There are a limited number of exemptions that may apply to certain US business enterprises. For one, only the top-tier US affiliate needs to file a consolidated BE-12. If a lower-tier affiliate receives a request from BEA to file, that affiliate should submit a claim of exemption and refer the request to the top-tier affiliate. Another exemption is if a business enterprise was no longer in existence or no longer 10 percent or more foreign-owned at the end of its fiscal year ending in 2022, the business enterprise does not have to file. Further, certain private funds are exempt from submitting the survey. If an exempt business receives a notification to file from BEA, the enterprise must submit a BE-12 Claim for Not Filing.

When considering whether a foreign person has a 10 percent or more ownership interest, the interest is usually based on control of management decisions rather than equity. For partnerships, partners are presumed to have a 100 percent voting interest, shared equally. Limited partners are presumed to have no voting interest in a US business enterprise unless the partnership agreement provides limited partners with control. For limited liability companies, members are presumed to share 100 percent of the voting interest equally, regardless of the division of equity or the designation of one member as a managing member. As to business enterprises with multi-tier ownership, voting interests are multiplicative, not additive, which differs from the banking control rules.

When Is the BE-12 Due?

For paper submissions, the BE-12 will be due on May 31, 2023. E-filing submissions will be due on June 30, 2023.

Changes Since 2018

Late last year, BEA published a final rule updating the regulations under which it promulgates the BE-12 survey. In addition to modifications related to question wording, layout, and instruction, substantive changes to the survey include:

  • Separating collection of the investment in and income from unconsolidated US affiliates and foreign entities, which were previously collected as a combined total.
  • Adding questions regarding the reasons information regarding US business enterprises changed since the last report.
  • Adding questions on the BE-12A form to collect sales data for intellectual property rights and advertising when there is no clear link between the industry of sales and the type of services supplied.
  • Adding questions on the BE-12A form to collect sales data related to the provision of cloud computing and data storage and digital intermediation services.
  • Eliminating expensed petroleum and mining expenditures from the BE-12A form.
  • Eliminating commercial property from the state schedule of the BE-12A and BE-12B forms.
  • Scaling back Part III of the BE-12A and BE-12B forms, the part that collects information on investment and transactions between the US affiliate and the foreign group, to include only foreign parent ownership and classification information, a question on reverse investment, and intercompany debt balances for US affiliates with less than $60 million in assets, sales, or net income.

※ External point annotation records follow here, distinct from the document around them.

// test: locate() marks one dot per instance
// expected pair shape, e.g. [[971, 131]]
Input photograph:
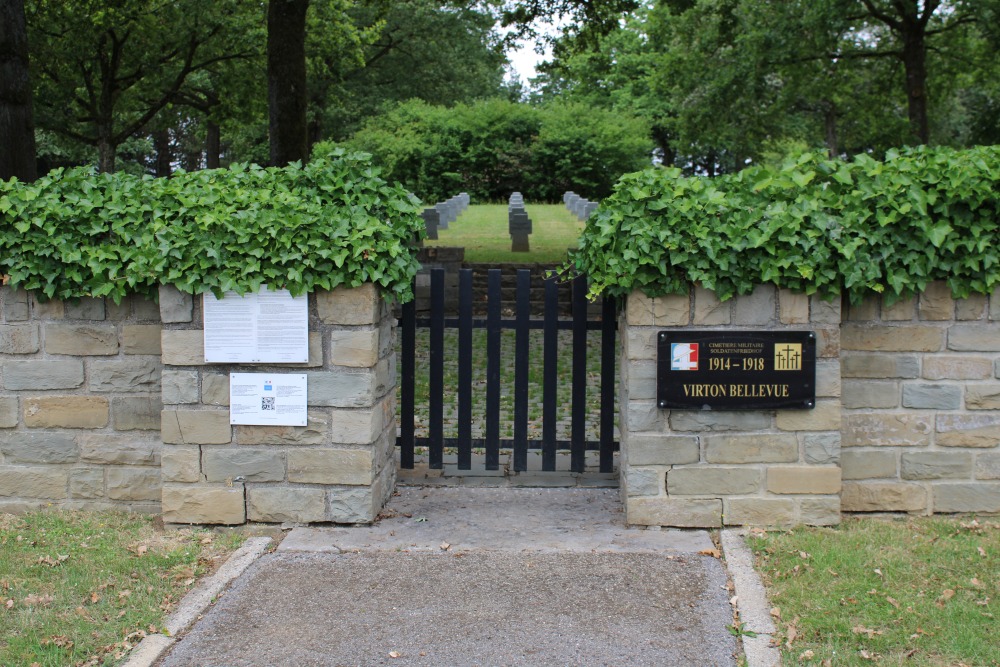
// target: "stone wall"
[[79, 403], [921, 401], [339, 468], [693, 468]]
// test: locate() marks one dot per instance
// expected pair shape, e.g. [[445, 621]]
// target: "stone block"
[[972, 307], [175, 306], [824, 417], [974, 338], [215, 389], [867, 464], [887, 430], [820, 511], [19, 339], [871, 394], [932, 396], [66, 412], [641, 380], [866, 311], [816, 480], [282, 504], [315, 432], [824, 311], [350, 306], [356, 348], [124, 376], [712, 420], [179, 387], [351, 467], [936, 465], [982, 396], [903, 310], [9, 411], [644, 481], [136, 413], [44, 482], [828, 383], [352, 505], [969, 497], [86, 483], [663, 450], [13, 304], [883, 497], [195, 427], [877, 366], [679, 513], [944, 367], [757, 448], [936, 303], [182, 347], [141, 338], [42, 374], [757, 308], [891, 338], [988, 466], [708, 309], [821, 448], [668, 310], [81, 339], [181, 464], [134, 484], [202, 504], [713, 481], [793, 307], [34, 447], [124, 450], [220, 464], [759, 512]]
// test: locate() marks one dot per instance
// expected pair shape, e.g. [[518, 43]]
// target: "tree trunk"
[[286, 81], [915, 65], [17, 125]]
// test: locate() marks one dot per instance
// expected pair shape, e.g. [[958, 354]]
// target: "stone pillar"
[[339, 468], [694, 468]]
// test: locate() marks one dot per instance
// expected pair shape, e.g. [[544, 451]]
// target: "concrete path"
[[475, 576]]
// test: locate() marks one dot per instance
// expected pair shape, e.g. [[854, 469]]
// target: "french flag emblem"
[[684, 356]]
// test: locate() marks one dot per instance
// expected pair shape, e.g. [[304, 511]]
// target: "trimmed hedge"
[[810, 224], [76, 233]]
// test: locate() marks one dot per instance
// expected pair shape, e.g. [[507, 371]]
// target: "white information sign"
[[267, 327], [264, 399]]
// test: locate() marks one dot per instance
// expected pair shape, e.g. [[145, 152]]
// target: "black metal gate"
[[439, 320]]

Business enterprises with foreign ownership, including unincorporated businesses, land and real estate, should evaluate whether they must file a BE-12 report and, if so, discuss the filing requirements with the relevant foreign owner(s). BEA has set up an email subscription service on its website, through which subscribers will receive an email alert when the eFile and paper versions of the survey forms are released as well as alerts when updates are made to the BE-12 webpage. Business enterprises should also begin working with counsel and accountants to begin collecting the information and calculating the data necessary for responding to the BE-12 survey in order to meet the filing deadline.



1 See BEA, Direct Investment Surveys: BE–12, Benchmark Survey of Foreign Direct Investment in the United States, 87 Fed. Reg. 58,953 (Sept. 29, 2022),

2 22 U.S.C. §§ 3101-3108; 15 C.F.R. pt. 801.